Wenn es uns in diesem Fiscal Jahr nicht gelingt AoC aus den roten Zahlen zu heben , werden wir uns zu 100% auf ein neues MMO konzentrieren und AOC eben vor sich hin siechen lassen bis die Server etc. abgeschrieben sind. 

Woher nun der positive Ertrag kam, erschloss sich mir auch noch nicht so ganz, sieht irgendwie nach einer neuen Kapitaleinlage aus. Warten das nächste Quartal ab. 

Milkoh


----------



## Thrainan (8. Juni 2009)

Gewinn muss ja nicht von AoC kommen.
Die Frage ist ja wieviel Spieler die noch zusätzlich brauchen um in den grünen bereich zu komen. Der Ruf des Spiels ist halt im Eimer, das muss man zugeben. Die verbesserungen der letzten Monate sind ja alle nett, aber ich habe nicht den Eindruck das diese erfolgreich vermarktet werden. 
Testversionen und buddykeys sind wichtige Massnahmen aber reichen lange nicht aus. Vor ellem wenn die Spielerbasis so klein ist. Da müsste infach mehr mit den Medien laufen. Seien es MMo seiten wie buffed, oder auch printagazine. 
Klar das kostet erstmal, aber von nix kommt nix. 
Ich denke was sie auf keinen fall tun dürfen wäre das Spiel einzustellen. Unter den umständen könnten sie die Entwicklung des neuen MMO#s direkt einstellen. Der Ruf den FC aktuell hat ist shon so schlecht genug.


----------



## Imseos (8. Juni 2009)

AoC kann nicht eingestellt werden da es die Cashcow von Funcom ist bzw gehen sie gemeinsam unter.
Zur Vermarktung wenn wie von Waldgeist angekündigt die alten accs nochmal aufgemacht werden... Meine persönliche Vermutung ist es das sie die alten accs zu verbilligten Konditionen auf die server lassen...


----------



## Thrainan (8. Juni 2009)

Imseos schrieb:


> AoC kann nicht eingestellt werden da es die Cashcow von Funcom ist bzw gehen sie gemeinsam unter.
> Zur Vermarktung wenn wie von Waldgeist angekündigt die alten accs nochmal aufgemacht werden... Meine persönliche Vermutung ist es das sie die alten accs zu verbilligten Konditionen auf die server lassen...

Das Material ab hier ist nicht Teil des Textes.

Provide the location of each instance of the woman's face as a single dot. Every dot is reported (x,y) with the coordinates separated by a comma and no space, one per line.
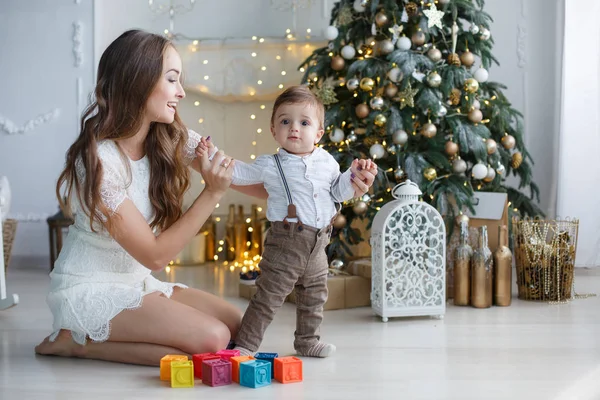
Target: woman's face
(162,103)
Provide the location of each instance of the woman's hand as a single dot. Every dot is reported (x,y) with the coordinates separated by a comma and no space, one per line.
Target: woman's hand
(217,174)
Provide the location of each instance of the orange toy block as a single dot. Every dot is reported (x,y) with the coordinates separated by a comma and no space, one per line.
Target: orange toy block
(235,366)
(182,374)
(288,369)
(165,365)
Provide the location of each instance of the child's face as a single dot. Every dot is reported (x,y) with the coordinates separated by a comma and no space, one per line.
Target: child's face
(297,128)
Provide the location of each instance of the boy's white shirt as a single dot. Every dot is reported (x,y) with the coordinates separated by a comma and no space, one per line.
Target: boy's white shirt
(315,183)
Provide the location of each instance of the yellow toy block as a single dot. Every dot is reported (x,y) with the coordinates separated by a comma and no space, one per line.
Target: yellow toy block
(165,365)
(182,374)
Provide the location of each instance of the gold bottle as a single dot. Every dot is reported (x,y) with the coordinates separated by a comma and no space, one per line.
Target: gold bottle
(462,268)
(481,272)
(230,234)
(210,232)
(502,270)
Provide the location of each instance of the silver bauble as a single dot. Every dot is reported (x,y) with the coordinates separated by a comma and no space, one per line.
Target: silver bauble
(459,166)
(352,84)
(400,137)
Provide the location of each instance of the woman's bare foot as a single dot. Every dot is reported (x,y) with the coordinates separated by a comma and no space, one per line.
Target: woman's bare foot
(63,346)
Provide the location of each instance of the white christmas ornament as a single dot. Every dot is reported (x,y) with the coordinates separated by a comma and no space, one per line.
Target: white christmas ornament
(408,242)
(403,43)
(481,75)
(479,171)
(337,135)
(348,52)
(434,17)
(331,32)
(377,151)
(395,74)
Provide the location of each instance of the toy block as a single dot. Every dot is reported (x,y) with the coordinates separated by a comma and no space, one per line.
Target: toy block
(216,372)
(268,357)
(235,366)
(165,365)
(288,369)
(182,373)
(227,354)
(255,373)
(198,358)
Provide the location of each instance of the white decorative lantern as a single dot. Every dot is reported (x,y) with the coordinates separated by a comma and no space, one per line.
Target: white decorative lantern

Wie soll AoC die Cashcow sein, wenn ein Satz weiter steht es liefe nicht profitabel?


----------



## Imseos (8. Juni 2009)

ähm die berwertung eines Pruduktes als Cashcow und ihre tatsächliche Ausbeute müssen nicht übereinstimmen. Cashcow net man Prudukte die man entwickelt oder pruduziert hat und von denen man jetzte hofft das selbiges viel abwirft. das gemeinsam untergehen meinte ich soweit das funcom wenn aoc ein desaster wird sehr schwer an neue geldquellen kommen würde.


----------



## Citronette (9. Juni 2009)

Ich denke mal, dass Fun Com ein ziemlich großes Problem hat.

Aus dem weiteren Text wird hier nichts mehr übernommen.